When Morgan Toney first started playing the fiddle roughly three years ago, it was completely by accident. The 22-year-old Mi’kmaq musician—who hails from We’koqma’q and Wagmatcook First Nations—first found his musical rhythm by playing the drums as a child. But when he enrolled in Cape Breton University’s music program, the department chair mistakenly threw him into an advanced fiddle class.
Despite having nearly zero fiddle experience at the time, Toney was determined to stick with the instrument. “I feel like there’s not that many fiddlers today that are keeping up the tradition of playing the fiddle,” he says, adding that there are currently only a handful of Mi’kmaw fiddlers even though the instrument is a huge aspect in the culture.
It was something he wanted change but with a new, modern twist.

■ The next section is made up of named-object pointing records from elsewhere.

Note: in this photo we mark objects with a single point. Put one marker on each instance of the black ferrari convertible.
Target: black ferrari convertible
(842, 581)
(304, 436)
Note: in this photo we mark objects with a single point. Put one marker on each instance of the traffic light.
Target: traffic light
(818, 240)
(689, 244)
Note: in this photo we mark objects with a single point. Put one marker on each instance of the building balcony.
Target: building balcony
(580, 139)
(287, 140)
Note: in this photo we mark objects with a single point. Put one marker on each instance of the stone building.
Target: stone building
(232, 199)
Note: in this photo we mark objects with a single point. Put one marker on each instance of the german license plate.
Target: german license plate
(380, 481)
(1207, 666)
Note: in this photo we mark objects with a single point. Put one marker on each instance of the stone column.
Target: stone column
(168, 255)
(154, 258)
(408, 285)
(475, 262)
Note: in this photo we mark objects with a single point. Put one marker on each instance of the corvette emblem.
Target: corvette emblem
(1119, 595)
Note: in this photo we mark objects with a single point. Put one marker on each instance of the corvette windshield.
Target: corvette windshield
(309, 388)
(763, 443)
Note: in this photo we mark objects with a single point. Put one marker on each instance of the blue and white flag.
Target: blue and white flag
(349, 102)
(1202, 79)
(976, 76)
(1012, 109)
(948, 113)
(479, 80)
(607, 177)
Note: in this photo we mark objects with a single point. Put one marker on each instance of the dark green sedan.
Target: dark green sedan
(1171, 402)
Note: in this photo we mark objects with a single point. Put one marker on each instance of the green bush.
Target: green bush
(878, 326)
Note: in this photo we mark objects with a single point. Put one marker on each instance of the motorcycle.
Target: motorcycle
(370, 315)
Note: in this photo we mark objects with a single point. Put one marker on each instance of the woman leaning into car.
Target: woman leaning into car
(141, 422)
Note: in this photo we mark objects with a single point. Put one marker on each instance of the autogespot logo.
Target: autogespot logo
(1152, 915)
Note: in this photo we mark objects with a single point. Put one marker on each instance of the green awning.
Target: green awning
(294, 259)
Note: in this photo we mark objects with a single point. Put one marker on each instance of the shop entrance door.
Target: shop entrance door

Toney and Cape Breton singer/songwriter Keith Mullins are the creators of a new genre they call “Mi’kmaltic.” It’s a blend between traditional Mi’kmaq songs and Cape Breton Celtic tunes—two communities Toney is steeped in. “We were just talking about how cool it is that we’re blending the two cultures together,” Toney says. “We’re really proud holders of that genre; nobody else has done it before, and that’s really exciting.”
Toney is one of several Indigenous artists and other artists of colour performing at this year’s Prismatic Arts Festival, happening in Halifax from September 28 to October 10. The annual multidisciplinary arts festival focuses on breaking the barriers and challenges in the industry that many artists of colour face. It’s an event that aims to put marginalized artists in national and international spotlights.
This year’s festival showcases other Canadian artists including Nova Scotia-based director Tyler Simmonds, Halifax’s former Poet Laureate Rebecca Thomas and Turtle Island duo Digging Roots.